Galectin-9 signaling prolongs survival in murine lung-cancer by inducing macrophages to differentiate into plasmacytoid dendritic cell-like macrophages

Galectin-9 (Gal-9) expanded plasmacytoid dendritic cell-like macrophages (pDC-Mϕs) in lung cancer-bearing mice and prolonged the survival. Gal-9 increased the frequency of CD11chigh cells in M-CSF- but not GM-CSF-induced Mϕs in vitro in a Tim-3 independent manner. CD11chigh cells differentiated with M-CSF+Gal-9 expressed pDC-Mϕ markers, such as PDCA-1 and F4/80. These cells expressed high TLR7, TLR8 and TLR9, although they exhibited decreased IFN-α mRNA levels. LPS or LLC stimulation further elevated pDC-Mϕ markers, indicating that M-CSF+Gal-9-induced Mϕs were pDC-Mϕ precursors. Moreover, LPS stimulation resulted in the increased IRF7 and E2-2 levels, suggesting that the pDC-Mϕ precursors matured into pDC-Mϕs. These matured pDC-Mϕs augmented NK cell-mediated cytotoxicity though they did not produce IFN-α upon TLR7 or TLR9 stimulation. The present results suggest that Gal-9 induces Mϕs to differentiate to pDC-Mϕs, and that this switch in differentiation favors the activation of NK cells that are able to prolong the survival of tumor-bearing mice.
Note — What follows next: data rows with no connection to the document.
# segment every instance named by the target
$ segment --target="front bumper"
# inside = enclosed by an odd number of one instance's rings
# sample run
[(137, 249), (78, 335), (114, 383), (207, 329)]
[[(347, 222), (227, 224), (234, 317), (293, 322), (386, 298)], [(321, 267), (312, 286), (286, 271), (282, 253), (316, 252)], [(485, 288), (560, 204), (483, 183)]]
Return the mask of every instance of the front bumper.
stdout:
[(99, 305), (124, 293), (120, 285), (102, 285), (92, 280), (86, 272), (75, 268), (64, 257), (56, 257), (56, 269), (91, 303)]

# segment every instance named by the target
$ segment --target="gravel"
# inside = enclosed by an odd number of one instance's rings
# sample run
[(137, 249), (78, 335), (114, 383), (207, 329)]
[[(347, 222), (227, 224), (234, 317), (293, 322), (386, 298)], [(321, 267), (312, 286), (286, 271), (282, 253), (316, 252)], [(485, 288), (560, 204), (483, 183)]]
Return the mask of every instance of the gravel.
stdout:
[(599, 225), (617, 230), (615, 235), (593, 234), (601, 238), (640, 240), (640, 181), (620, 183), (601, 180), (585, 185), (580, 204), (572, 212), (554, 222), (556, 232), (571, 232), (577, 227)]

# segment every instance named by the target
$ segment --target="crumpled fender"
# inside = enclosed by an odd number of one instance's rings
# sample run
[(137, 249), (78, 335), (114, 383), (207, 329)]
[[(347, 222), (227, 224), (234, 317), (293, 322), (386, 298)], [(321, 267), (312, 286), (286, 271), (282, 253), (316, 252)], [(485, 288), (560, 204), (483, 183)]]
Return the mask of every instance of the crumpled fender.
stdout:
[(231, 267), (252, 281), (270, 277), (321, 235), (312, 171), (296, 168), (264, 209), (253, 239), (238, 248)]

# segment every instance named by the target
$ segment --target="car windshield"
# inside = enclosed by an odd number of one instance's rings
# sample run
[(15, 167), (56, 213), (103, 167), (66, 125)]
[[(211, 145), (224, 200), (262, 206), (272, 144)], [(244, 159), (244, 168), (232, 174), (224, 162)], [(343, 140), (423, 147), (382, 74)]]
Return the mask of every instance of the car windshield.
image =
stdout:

► Gal-9 increased CD11c+ Mϕs during differentiation with M-CSF independently of Tim-3.
► Gal-9-induced CD11c+ Mϕs are pDC-Mϕ precursors, and express high TLR-7 and TLR-9.
► LPS or LLC induces the maturation of pDC-Mϕ precursor to mature pDC-Mϕs.
► Matured pDC-Mϕs do not produce IFNα upon TLR-7 and TLR-9 stimulation.
► Mature pDC-Mϕs enhance NK cell-mediated cytotoxicity by co-culture with NK cells.